Your first paragraph is one of my major points. The software, engineer time, and computer memory are where the money goes. The CPU is so minimal of a cost that it usually isn't even a blip in the decision. This fact that CPU cost is nearly meaningless on HEDT and servers is such an important lesson that so few people understand. If we want AMD to thrive, we want them to value their processors properly.
I won't even bother going into your link where the EPYC computer had
double the memory, double the memory channels, more cores, and faster turbo than the Xeon computer. If you aren't going to compare like-for-like, why even bother? At least they did one thing right, which was to turn off hyperthreading which often destroys CFD performance.

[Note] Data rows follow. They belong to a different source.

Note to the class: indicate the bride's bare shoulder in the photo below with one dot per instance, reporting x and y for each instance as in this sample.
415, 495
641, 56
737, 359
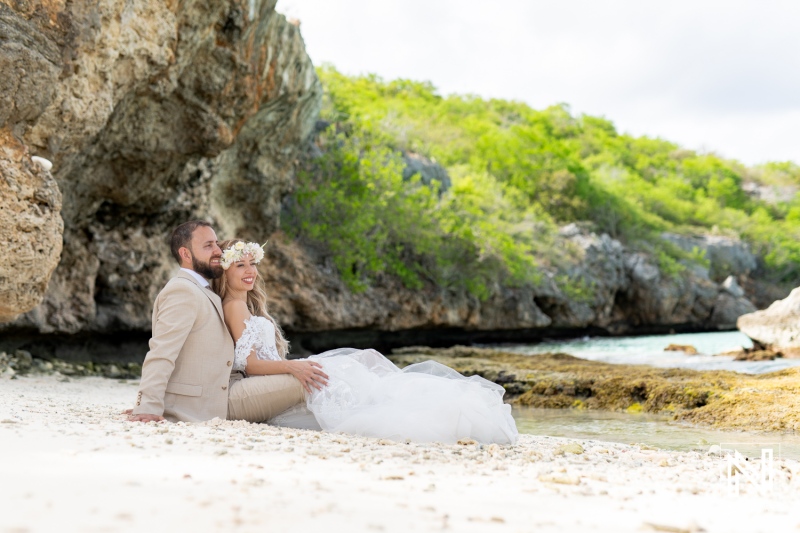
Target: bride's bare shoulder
235, 311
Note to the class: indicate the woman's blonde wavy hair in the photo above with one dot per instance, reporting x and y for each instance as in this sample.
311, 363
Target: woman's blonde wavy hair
256, 300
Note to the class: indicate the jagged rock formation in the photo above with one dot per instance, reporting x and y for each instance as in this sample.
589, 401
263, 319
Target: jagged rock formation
153, 112
30, 228
777, 328
623, 290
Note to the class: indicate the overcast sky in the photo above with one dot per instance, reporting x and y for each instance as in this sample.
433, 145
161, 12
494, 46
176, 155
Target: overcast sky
709, 75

Having done CFD for about a decade and having worked with many CFD engineers, I can say we are far closer to working on an assembly line than you describe. CFD isn't as much of a science as it is an art. The solvers tend to hone in on local minimums/maximums and not on the global minimums/maximums, especially at the start of calculations. If you aren't there watching and guiding the solutions as they go, you most often get diverging results that lead to meaningless answers (some number goes to infinity and the whole calculation crashes). Second most often you get many different local minimums/maximums with no clear answer as to which is the right one. So, the engineer babysits the calculations intensely to guide it to the global minimums/maximums. Yes, you can go to a meeting as it crunches away. But, I personally don't measure worker output by how many meetings were accomplished.